The opinion of the Panaman Government in this respect is that there is not and cannot be any incompatibility between the stipulation of the treaty and the Constitutional provision. The stipulation points out a possible cause for belligerency in compelling Panama to perform certain measures of cooperation which on account of their being inconsistent with the condition of neutrality Panama must carry out, “considering herself in a state of war.”12 The Constitutional provision lays down the manner in which the condition of belligerency will be formally pronounced if there should be occasion therefor. If an armed conflict in which the United States be a party should arise, it will devolve upon the Executive Power immediately to carry into effect the clause in the treaty, and the National Assembly, if it should not be in session, will have to be called in this grave emergency, and it will be for it to decide afterwards whether or not there is occasion to “declare war.”

[Page 677]

The two points above stated do not call for any substantial change in the article and may be explained in a manner that will leave no room for doubt.

The article must also be clarified so that there may not appear on the part of Panama a belligerency of an offensive nature which was wholly out of the intent and purpose of the High Contracting Parties. The clause exclusively refers to the protection of the Canal. Its nature is therefore essentially defensive and its sphere of action cannot go beyond the territory of the Isthmus.
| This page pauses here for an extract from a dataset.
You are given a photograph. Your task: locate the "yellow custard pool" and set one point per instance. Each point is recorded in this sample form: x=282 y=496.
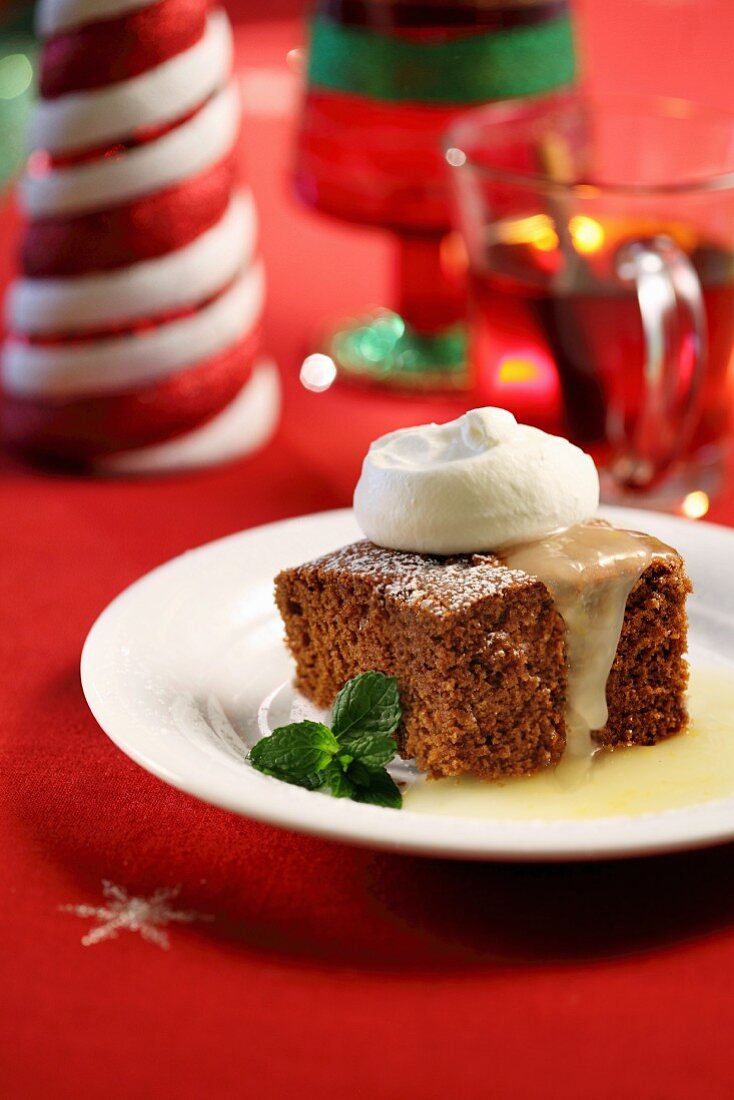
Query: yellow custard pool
x=687 y=770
The Panaman Government deems it desirable and advisable to clarify that article in the manner suggested in the remarks that have just been offered.

Article XII.

No substantial objection has been made to this clause. In this connection it is enough to point to the expediency of making small changes in certain paragraphs introduced by the Treasury Department that do not conform to the predecessor of this article, which is the monetary agreement concluded in June 1904, which changes were suggested as desirable during the negotiations.

Articles XIII and XIV.

There is no remark to be made.

  1. This undated memorandum was handed to Francis White, the Assistant Secretary of State, by the Panaman Minister on January 5, 1928.
  2. File translation revised.
  3. Foreign Relations, 1904, p. 543.
  4. See exchange of notes, July 28, 1926, Foreign Relations, 1926, vol. ii, p. 853.
  5. Not printed.
  6. Foreign Relations, 1926, vol. ii, pp. 849853.
  7. None printed.
  8. The part of the sentence meant is “and to such other persons as under the provisions of Section 4 of this Article may be permitted by the United States to dwell in the Canal Zone, and who actually do dwell in said zone, it being understood that guests of the hotels operated by the Panama Canal or the Panama Railroad Company are not included unless they come under one of the other classes to which such sales may be made.”
  9. See Foreign Relations, 1904, p. 640 and 37 Stat. 560.
  10. Foreign Relations, 1904, p. 569.
  11. The whole phrase in article XI of the treaty of July 28, 1926, reads: “Consequently the Republic of Panama will consider herself in a state of war in case of any war in which the United States should be a belligerent.”